Hace algunas semanas Francisco Noguera publicó en este blog un artículo sobre "Cómo asegurar que no caigamos en una "moda" de los Negocios Inclusivos? En este artículo Francisco mencionaba que el imperativo moral, o ético diría yo,  que debe regir a los Negocios Inclusivos debe ser "poner la dignidad humana como centro del capitalismo y de la actividad empresarial". Estoy totalmente de acuerdo con Francisco, pero yo llevaría la esta reflexión más allá. La dignidad humana debe estar en el centro no sólo del capitalismo y de la actividad empresarial, sino de toda actividad y conducta humana.

La labor de los que estamos trabajando en este sector de desarrollo debemos tener esto muy claro. No podemos quedarnos en el mundo platónico de las ideas, discutiendo sobre conceptos y planes y suponiendo qué es lo que las personas valoran más para su vida. Esa es la misión y el gran reto de este blog. Necesitamos casos concretos que nos muestren la dimensión humana de lo que estamos haciendo. Necesitamos conocer los problemas reales, las necesidades reales y las respuestas reales.

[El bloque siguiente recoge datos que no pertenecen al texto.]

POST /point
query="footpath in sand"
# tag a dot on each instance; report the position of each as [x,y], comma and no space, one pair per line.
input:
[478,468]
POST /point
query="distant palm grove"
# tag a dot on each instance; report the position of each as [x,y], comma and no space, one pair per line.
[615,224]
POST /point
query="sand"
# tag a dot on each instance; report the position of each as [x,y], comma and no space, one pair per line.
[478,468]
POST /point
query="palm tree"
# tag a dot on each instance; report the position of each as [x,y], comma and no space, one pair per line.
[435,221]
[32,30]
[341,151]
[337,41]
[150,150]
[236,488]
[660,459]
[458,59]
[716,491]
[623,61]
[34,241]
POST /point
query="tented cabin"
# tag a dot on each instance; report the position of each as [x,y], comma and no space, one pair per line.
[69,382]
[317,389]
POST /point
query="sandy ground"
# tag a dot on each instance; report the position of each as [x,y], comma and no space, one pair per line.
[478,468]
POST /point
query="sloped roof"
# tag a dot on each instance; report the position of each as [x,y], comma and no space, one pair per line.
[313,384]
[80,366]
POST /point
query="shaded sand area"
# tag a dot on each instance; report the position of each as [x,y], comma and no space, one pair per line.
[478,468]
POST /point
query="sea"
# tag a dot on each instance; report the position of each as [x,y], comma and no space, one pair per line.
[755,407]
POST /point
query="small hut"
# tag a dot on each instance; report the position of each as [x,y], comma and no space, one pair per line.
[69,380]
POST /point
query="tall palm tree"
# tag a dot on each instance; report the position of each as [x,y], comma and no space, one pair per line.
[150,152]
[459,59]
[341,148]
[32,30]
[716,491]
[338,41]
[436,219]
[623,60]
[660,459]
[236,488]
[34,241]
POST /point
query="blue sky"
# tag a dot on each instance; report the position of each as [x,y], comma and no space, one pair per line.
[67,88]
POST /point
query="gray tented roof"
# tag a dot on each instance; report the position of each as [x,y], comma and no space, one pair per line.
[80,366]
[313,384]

La experiencia más reciente y tal vez más impactante de mi vida que me hizo recordar este imperativo ético la viví en abril de este año, durante semana santa. Tuve la oportunidad de acompañar a los jóvenes de la Asociación Santa Cruz - una organización sin ánimo de lucro católica de jóvenes laicos - a unas misiones en el municipio de Saboyá en el departamento de Boyacá en Colombia. Fue impactante porque llegamos sin nada que ofrecer para dar soluciones a sus problemas de pobreza material, pero pudimos conocer a fondo su vida, su trabajo, sus familias y su corazón. Nos permitieron conocer su dimensión humana más íntima, aquella que no podemos conocer cuando nos quedamos en el mundo de las ideas. Aquella que es necesaria conocer para construir respuestas que las personas tienen razones para valorar.

Esta dimensión humana debe ser siempre nuestro imperativo ético. Nos importan los Negocios Inclusivos porque nos importan las personas, su vida, su trabajo, sus familias, sus sueños, sus valores y sus deseos. Nos interesa discutir en este blog sobre Negocios Inclusivos porque creemos que la dignidad humana debe estar en el centro de la actividad empresarial y de toda actividad humana.  Lo que nos importa no son los Negocios Inclusivos en sí, sino la forma en que podemos generar soluciones reales y concretas para los pobres. Nos interesa encontrar las formas de cómo generar los incentivos adecuados para que el capital y el conocimiento fluyan hacia las iniciativas y los emprendimientos que tienen la capacidad de generar respuestas para los pobres.

No podemos permitir que los Negocios Inclusivos, como dice Francisco en su artículo, "caiga en la desgracia de convertirse en una moda". Para esto, debemos tener muy claro nuestro imperativo ético: la dignidad humana. Así pues, los invitamos no sólo seguir en nuestra discusión en este blog, sino a que nos compartan casos reales con respuestas reales y ojalá con testimonios de quienes los viven todos los días.